All physical forms are described by their quantum
interactions and these include even biological organisms and cultural
structures. While these process may be guided by higher order principles such
as natural selection, at bottom they also conform to the principles of Quantum
Darwinism. In this view we are composed of and have evolved from a nested
hierarchy of related structures: cultural, behavioural, biological and physical.
Our own direct historical lineage extends to the beginnings of the universe and
we are the recipients of a wondrous historical heritage.
Many paleontologists and anthropologists describe our planet’s
current historic epoch in terms of a sixth mass extinction. A mass extinction
is considered to have occurred in earth’s history when more than 50% of its
species become extinct during a short period of time. Five such events have
been identified in our previous history. All five cases involved natural agents,
such as a meteorite collision or extensive volcanism. This sixth case is
different, the agent involved is us. In some sense we cannot be blamed, many of
us do not recognize our close familial relationship to all the other organisms
on the planet.
However the fact remains that we are inadvertently but actively exterminating
our cousins in the family of life. Hopefully some Lincoln or Churchill will
emerge to remind us of our duty to safeguard our great historic and familial heritage.

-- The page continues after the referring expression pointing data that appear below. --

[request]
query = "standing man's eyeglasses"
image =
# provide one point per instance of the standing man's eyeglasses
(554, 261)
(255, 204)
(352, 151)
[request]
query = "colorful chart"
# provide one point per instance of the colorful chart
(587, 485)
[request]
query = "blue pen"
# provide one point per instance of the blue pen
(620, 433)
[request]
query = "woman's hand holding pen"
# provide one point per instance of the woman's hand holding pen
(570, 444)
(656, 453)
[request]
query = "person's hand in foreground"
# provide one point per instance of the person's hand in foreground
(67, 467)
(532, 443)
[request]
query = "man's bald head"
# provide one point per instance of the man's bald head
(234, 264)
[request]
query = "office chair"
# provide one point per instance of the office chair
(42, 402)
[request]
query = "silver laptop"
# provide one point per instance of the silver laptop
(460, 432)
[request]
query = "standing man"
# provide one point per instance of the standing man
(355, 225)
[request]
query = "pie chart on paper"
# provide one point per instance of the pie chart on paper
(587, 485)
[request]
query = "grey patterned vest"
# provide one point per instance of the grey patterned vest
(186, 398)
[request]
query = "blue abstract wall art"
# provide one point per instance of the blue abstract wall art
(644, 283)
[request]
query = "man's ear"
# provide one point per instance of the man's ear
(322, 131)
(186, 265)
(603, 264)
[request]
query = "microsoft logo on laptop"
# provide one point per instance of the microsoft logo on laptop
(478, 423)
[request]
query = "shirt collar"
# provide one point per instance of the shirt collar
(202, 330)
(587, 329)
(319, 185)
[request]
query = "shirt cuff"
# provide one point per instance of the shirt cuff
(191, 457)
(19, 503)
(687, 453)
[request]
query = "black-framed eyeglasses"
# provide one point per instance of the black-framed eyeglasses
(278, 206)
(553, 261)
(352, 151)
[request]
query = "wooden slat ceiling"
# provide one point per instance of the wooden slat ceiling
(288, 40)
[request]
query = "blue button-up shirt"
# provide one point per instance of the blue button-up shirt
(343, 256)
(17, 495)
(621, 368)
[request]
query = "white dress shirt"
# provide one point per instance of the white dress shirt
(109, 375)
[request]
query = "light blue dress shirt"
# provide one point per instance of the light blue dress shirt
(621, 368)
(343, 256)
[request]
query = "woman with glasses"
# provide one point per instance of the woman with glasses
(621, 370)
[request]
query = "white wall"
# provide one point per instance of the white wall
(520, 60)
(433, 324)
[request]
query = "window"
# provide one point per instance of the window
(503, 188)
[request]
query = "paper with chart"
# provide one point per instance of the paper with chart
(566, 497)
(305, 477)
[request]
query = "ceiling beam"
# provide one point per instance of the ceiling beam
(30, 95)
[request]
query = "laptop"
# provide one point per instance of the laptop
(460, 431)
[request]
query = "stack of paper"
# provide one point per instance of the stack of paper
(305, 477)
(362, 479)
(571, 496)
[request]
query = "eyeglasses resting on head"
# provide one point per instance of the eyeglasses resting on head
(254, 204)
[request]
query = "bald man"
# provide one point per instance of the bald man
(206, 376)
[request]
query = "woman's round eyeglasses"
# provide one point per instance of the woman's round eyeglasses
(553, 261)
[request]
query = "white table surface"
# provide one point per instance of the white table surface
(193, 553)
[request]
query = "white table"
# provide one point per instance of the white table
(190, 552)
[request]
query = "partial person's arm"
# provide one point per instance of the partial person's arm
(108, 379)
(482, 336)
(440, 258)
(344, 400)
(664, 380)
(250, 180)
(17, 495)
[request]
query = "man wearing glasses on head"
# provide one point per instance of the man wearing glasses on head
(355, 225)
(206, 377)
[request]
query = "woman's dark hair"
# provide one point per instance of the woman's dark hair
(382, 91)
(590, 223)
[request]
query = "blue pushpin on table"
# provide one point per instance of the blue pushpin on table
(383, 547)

Hopefully we will rally to them and ensure that no more of our extended family or
our historic heritage shall perish from the face of the earth.
Bibliography
1. Ouellette, Jennifer.
Nobel Crystal Ball: Predictions for the 2014 Prize in Physics. Scientific
American. [Online] October 3, 2014. [Cited: December 12, 2014.] http://blogs.scientificamerican.com/cocktail-party-physics/2014/10/03/nobel-crystal-ball-predictions-for-2014-prize-in-physics/.
2. Zurek, Wojciech H. Quantum Darwinism and
envariance. [book auth.] P. C. W. Davies, and C. H. Harper, eds. J. D.
Barrow. Science and Ultimate Reality: From the Quantum to the Cosmos. s.l. :
Cambridge University Press, 2004.
3. Misner, Charles, Thorne, Kip and Wheeler, John
Archibald. Gravitation. s.l. : W.H. Freeman and Company,
1973.
4. Wikipedia. Democracy. Wikipedia. [Online]
http://en.wikipedia.org/wiki/Democracy.
[i]
After careful study of
Biblical chronology, Archbishop Ussher set the date of creation at 4004 B.C.